In 1431 Joan of Arc was tried and condemned as a heretic in the castle tower of a château in Rouen, France, the then seat of the English occupying government. The Danish director Carl Dreyer’s silent-movie classic, The passion of Joan of Arc, which deals with Joan’s trial and execution, was recently screened as part of the Kilkenny Arts Festival and the Parade Tower in Kilkenny’s medieval castle seemed an appropriate venue to see it. The ensemble 3epkano added to the occasion with a performance of their own specially written score.
Some sense of trepidation accompanied us to the screening. The film had inspired an awesome reputation, but I’d never met anyone who’d seen it. The hype wasn’t the kind that came with a large PR budget and popular-media saturation.

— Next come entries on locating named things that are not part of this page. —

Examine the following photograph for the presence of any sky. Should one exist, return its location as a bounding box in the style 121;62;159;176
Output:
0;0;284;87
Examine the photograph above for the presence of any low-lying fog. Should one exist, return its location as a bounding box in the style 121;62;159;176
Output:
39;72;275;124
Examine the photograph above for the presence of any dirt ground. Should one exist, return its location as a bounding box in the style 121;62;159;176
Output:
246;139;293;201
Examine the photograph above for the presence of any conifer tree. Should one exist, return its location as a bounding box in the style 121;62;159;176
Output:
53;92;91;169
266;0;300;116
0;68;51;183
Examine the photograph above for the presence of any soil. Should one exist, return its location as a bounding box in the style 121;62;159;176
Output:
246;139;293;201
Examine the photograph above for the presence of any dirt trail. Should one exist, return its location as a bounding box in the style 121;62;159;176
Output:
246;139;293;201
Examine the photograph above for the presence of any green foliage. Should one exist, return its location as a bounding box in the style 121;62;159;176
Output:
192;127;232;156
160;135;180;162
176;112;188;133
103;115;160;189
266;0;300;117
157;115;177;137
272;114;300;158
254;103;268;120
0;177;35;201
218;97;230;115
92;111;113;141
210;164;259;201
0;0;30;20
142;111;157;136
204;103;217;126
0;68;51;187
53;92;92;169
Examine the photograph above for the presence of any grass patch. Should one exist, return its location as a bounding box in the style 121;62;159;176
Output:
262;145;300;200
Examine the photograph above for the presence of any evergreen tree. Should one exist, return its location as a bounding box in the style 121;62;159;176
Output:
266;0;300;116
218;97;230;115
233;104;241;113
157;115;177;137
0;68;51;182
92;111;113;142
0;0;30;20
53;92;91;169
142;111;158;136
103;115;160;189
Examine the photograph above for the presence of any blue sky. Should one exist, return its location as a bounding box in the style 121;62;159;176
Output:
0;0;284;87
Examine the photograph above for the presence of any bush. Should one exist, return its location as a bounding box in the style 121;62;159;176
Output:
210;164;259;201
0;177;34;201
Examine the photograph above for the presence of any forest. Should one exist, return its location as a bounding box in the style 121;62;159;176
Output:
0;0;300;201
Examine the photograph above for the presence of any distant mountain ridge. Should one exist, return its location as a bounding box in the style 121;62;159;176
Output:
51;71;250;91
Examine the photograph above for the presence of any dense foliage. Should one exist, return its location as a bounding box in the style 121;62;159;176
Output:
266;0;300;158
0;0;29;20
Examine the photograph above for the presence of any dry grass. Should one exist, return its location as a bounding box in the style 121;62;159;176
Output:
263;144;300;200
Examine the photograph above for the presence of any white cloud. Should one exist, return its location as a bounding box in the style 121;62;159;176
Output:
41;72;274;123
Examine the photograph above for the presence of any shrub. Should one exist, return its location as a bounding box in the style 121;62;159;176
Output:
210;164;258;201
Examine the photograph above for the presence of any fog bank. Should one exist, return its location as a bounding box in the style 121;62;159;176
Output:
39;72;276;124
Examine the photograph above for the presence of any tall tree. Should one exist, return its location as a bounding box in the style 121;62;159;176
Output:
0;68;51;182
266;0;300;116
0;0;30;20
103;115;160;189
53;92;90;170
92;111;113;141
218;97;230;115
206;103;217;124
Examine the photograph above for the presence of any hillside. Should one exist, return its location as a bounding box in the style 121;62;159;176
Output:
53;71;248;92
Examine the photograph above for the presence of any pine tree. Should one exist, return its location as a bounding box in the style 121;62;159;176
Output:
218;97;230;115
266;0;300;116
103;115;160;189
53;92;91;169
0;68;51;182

It was that more persuasive kind, the kind that consisted of glimpses and echoes through time. There were intimations of greatness, and these subtle hints, I knew, could be cruelly exposed in the light of fixed attention. Our usher for the evening reassured us, “It’ll be great craic," he said, as we took our seats; a sentiment somewhat at odds with the prevailing mood – the plot, after all, seemed to indicate that the next ninety minutes or so would be short on laughs.
The legend of Joan has inspired and been added to by some of our greatest dramatists and composers. From Shakespeare to Brecht, from Giuseppe Verdi to Leonard Cohen, writers have re-presented her to us as an enduringly fascinating figure. There have been many films too, with portrayals by actresses including Ingrid Bergman and Jean Seberg. Robert Bresson’s 1962 film, The trial of Joan of Arc, like Dreyer’s film, is based directly on transcripts from the original trial and it is interesting to compare these two great directors making very different films from the same historical material. Despite this abundance, however, many people continue to regard Dreyer’s film as providing the most vivid and moving portrait of all.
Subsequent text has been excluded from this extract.